We talk about two really efficient algorithms for finding out strongly connected components in a Directed Graph.

## Kosaraju Algorithm

We build what is called the Condensation Graph out of the given Directed Graph and come up with some properties of these graphs such as Acyclicity.

A single DFS is run on the graph from every non-visited vertex and the ordering is pushed to a vector. This ordering gives us a relation between nodes (strongly connected components) in the condensation graph. We then use transposition of a directed graph and run DFS on that in order to extract the stongly connected components. The overall complexity of the algorithm is O(m+n) where n is the number of nodes and m is the number of edges in the graph.

# Network Flow

A network flow is a directed graph with a function assigned to it that assigns each edge a particluar value or capacity. A flow is essentially assigning values to each edge under some restrictions.
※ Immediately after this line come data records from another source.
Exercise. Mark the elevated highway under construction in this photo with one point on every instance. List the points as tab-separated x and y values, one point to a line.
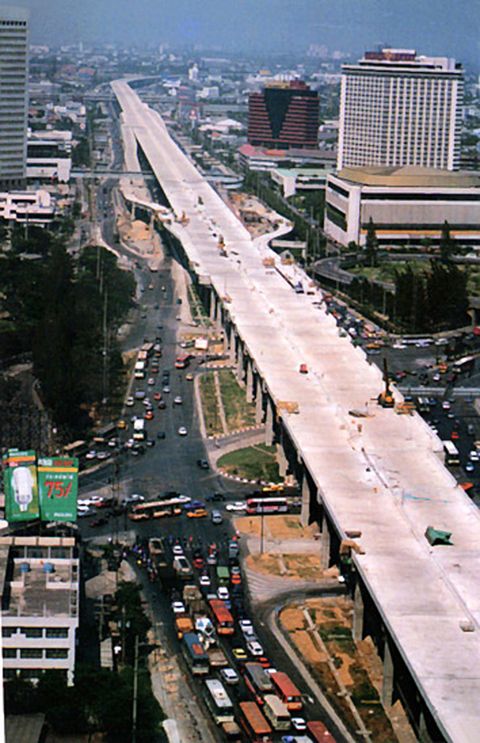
377	479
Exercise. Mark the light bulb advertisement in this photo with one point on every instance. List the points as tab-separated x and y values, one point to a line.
58	488
21	487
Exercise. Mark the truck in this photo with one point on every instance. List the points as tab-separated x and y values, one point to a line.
182	626
193	599
139	429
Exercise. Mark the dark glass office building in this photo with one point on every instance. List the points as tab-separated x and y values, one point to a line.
283	115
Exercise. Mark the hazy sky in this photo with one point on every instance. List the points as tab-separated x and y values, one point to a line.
434	26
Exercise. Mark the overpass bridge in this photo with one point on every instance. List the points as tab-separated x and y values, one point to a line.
379	479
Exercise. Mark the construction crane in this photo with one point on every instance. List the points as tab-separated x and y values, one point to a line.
385	398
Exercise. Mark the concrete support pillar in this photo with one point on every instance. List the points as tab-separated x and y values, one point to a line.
325	545
240	367
387	684
358	614
305	514
269	424
282	461
249	382
231	345
259	404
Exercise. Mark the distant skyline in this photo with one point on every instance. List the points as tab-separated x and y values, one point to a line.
441	27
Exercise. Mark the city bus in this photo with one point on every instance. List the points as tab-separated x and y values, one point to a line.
452	455
221	617
218	702
156	509
319	732
254	723
287	691
266	505
257	681
276	712
194	654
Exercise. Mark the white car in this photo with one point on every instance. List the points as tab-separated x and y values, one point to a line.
246	627
230	676
254	647
178	607
236	506
299	724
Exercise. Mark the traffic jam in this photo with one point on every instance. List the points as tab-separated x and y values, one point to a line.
246	697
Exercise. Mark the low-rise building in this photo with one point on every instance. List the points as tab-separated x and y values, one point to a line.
39	580
406	204
27	207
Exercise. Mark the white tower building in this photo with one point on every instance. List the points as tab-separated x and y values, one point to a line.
398	108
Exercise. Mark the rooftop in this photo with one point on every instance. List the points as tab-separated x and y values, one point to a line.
410	176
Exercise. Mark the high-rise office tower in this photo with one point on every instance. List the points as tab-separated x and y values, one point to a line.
398	108
283	115
13	96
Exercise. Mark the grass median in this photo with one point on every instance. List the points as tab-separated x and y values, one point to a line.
253	463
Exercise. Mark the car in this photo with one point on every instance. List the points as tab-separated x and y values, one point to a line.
239	654
246	627
299	724
236	506
254	647
216	517
229	676
134	498
178	607
197	513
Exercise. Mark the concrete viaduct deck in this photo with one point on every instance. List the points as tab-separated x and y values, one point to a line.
380	478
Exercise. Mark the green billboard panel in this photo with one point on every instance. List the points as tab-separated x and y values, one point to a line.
58	488
20	484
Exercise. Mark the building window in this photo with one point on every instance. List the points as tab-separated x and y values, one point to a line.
56	653
32	631
31	653
57	632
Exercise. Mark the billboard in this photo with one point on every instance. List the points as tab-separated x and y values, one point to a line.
20	484
58	488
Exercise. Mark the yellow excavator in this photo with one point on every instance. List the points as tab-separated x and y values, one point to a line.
385	398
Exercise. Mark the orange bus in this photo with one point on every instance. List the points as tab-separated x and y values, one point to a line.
287	691
222	618
254	723
319	732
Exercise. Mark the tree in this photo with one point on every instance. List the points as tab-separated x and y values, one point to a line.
446	244
371	245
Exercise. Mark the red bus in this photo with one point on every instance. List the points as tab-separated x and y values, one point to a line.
319	732
254	723
287	691
181	362
222	618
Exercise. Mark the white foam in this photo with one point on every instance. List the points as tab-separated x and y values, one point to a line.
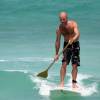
45	86
24	71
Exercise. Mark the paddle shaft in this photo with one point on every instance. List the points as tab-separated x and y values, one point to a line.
58	56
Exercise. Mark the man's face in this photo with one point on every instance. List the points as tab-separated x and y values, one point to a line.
63	20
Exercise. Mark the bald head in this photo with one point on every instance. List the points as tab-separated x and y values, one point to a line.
63	17
63	14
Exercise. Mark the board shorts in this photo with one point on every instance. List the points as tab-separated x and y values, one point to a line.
72	53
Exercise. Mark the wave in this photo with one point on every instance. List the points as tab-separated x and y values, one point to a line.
27	59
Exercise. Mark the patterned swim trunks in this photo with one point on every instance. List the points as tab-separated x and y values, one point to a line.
72	53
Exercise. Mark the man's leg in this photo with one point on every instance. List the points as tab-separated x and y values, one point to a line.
74	75
62	73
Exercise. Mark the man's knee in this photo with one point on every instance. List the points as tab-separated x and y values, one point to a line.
64	64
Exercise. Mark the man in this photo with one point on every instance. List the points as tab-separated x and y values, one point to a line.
69	30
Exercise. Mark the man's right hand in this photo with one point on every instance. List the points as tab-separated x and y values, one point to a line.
56	57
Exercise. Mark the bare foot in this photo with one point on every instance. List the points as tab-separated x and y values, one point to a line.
61	86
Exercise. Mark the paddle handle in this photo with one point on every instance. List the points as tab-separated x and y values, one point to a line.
58	56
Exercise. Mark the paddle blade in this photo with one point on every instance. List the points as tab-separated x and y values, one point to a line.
43	74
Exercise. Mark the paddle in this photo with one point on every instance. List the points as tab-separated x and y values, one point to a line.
44	74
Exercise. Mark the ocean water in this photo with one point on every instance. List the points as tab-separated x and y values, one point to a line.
27	37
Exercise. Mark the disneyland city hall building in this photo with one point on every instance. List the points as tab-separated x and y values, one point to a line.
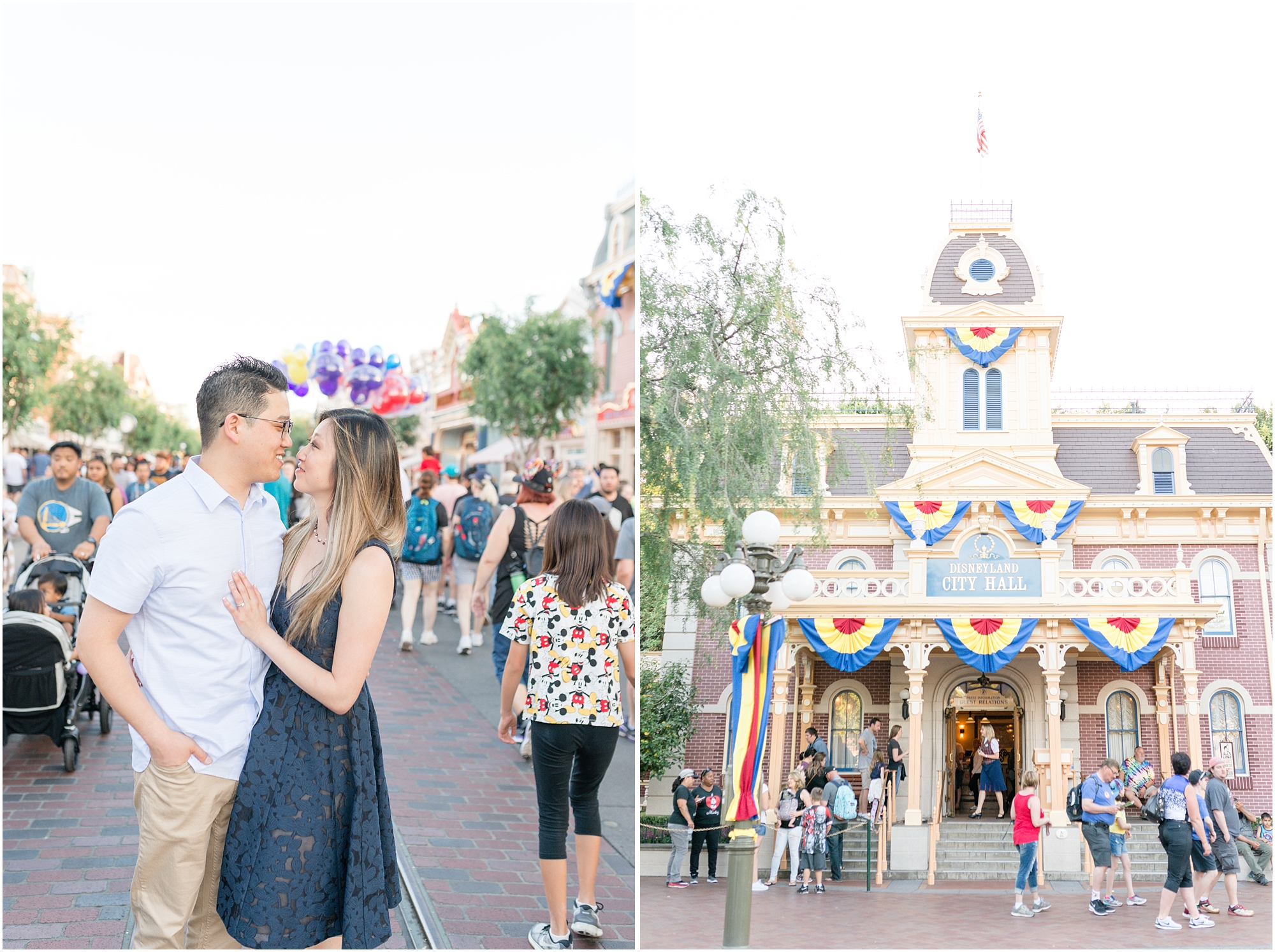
1084	581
A good analogy for this is consider the edges to be water pipes and values associated with the edges to be the capacity of the pipes.

A max Flow is essentially a flow with the max value. We talk about an algorithm to solve the task of obtaining max flow in a given network flow graph. This algorithm is called the Ford-Fulkerson Algorithm.
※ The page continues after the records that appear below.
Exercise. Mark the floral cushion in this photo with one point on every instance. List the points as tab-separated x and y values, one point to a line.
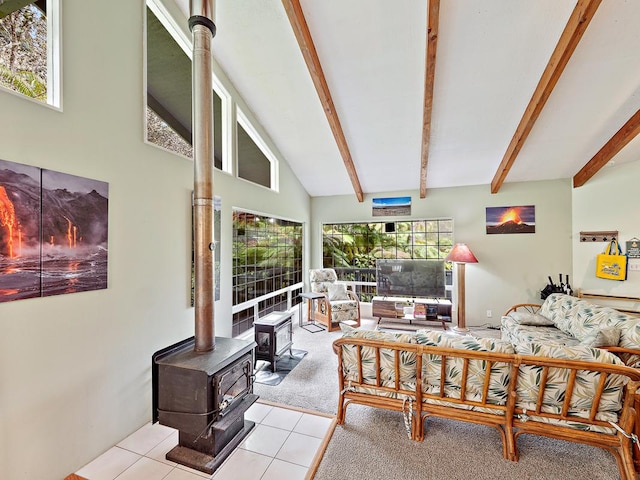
337	291
516	333
585	385
387	361
533	319
606	337
477	370
321	279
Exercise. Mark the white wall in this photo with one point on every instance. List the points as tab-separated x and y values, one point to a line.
512	268
609	201
75	369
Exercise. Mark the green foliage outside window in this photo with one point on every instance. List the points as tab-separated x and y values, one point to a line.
353	248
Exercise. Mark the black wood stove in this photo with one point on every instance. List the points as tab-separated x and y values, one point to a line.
204	396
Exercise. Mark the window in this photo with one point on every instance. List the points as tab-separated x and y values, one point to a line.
255	162
29	52
352	248
267	266
169	92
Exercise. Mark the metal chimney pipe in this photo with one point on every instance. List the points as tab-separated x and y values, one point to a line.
202	30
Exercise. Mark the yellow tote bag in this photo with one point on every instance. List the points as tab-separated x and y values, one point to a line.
612	264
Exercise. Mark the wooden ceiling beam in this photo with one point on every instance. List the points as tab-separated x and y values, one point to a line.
616	143
305	41
433	22
573	31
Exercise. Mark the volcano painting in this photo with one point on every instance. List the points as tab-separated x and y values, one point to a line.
521	219
53	232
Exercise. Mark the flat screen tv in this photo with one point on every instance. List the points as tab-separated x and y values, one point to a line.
410	278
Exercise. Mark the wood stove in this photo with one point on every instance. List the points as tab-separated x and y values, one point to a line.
204	396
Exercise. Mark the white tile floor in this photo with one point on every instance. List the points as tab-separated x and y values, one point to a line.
282	446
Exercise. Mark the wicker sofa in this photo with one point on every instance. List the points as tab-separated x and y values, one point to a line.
567	320
566	392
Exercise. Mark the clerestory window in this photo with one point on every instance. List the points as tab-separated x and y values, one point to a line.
30	49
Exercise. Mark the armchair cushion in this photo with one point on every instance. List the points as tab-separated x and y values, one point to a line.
337	291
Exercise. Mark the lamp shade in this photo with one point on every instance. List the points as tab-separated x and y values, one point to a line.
461	254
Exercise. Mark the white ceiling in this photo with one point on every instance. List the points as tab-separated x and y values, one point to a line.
490	57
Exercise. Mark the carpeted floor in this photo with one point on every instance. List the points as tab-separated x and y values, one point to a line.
284	365
373	443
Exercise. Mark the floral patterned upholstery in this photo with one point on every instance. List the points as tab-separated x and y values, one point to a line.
333	312
555	390
387	361
560	391
576	322
476	375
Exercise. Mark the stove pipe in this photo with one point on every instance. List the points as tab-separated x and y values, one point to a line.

We define something called the Residual Capacity of the edges/pipes. We begin by assigning each edge a value of 0 and then at each step try tp find some path with values less than the residual capacity. This process is done until we fail to find a path with no possible further increase in the flow value.

• Follow this link to get into the details of the algorithm.
• Refer to this tutorial for implementation details of the algorithm.

# Special Graphs

We talk about a few graphs that are important in fields like Biotechnology, Radio Electronics, Digital Computers and various other domains.

## Eulerian Graphs

A graph is said to be a Eulerian Graph if there exists some path in the graph that goes through each of the edge exactly once. It is easy to prove that a graph is Eulerian if and only if every vetrex has and even degree and the graph is connected.

## Hamiltonian Graphs

A graph is said to be a Hamiltonian Graph if there exists some path that goes through each vertex exactly once. It is a NP hard problem to find a necessary and suffcient condition for a graph to be a Hamiltonian Graph.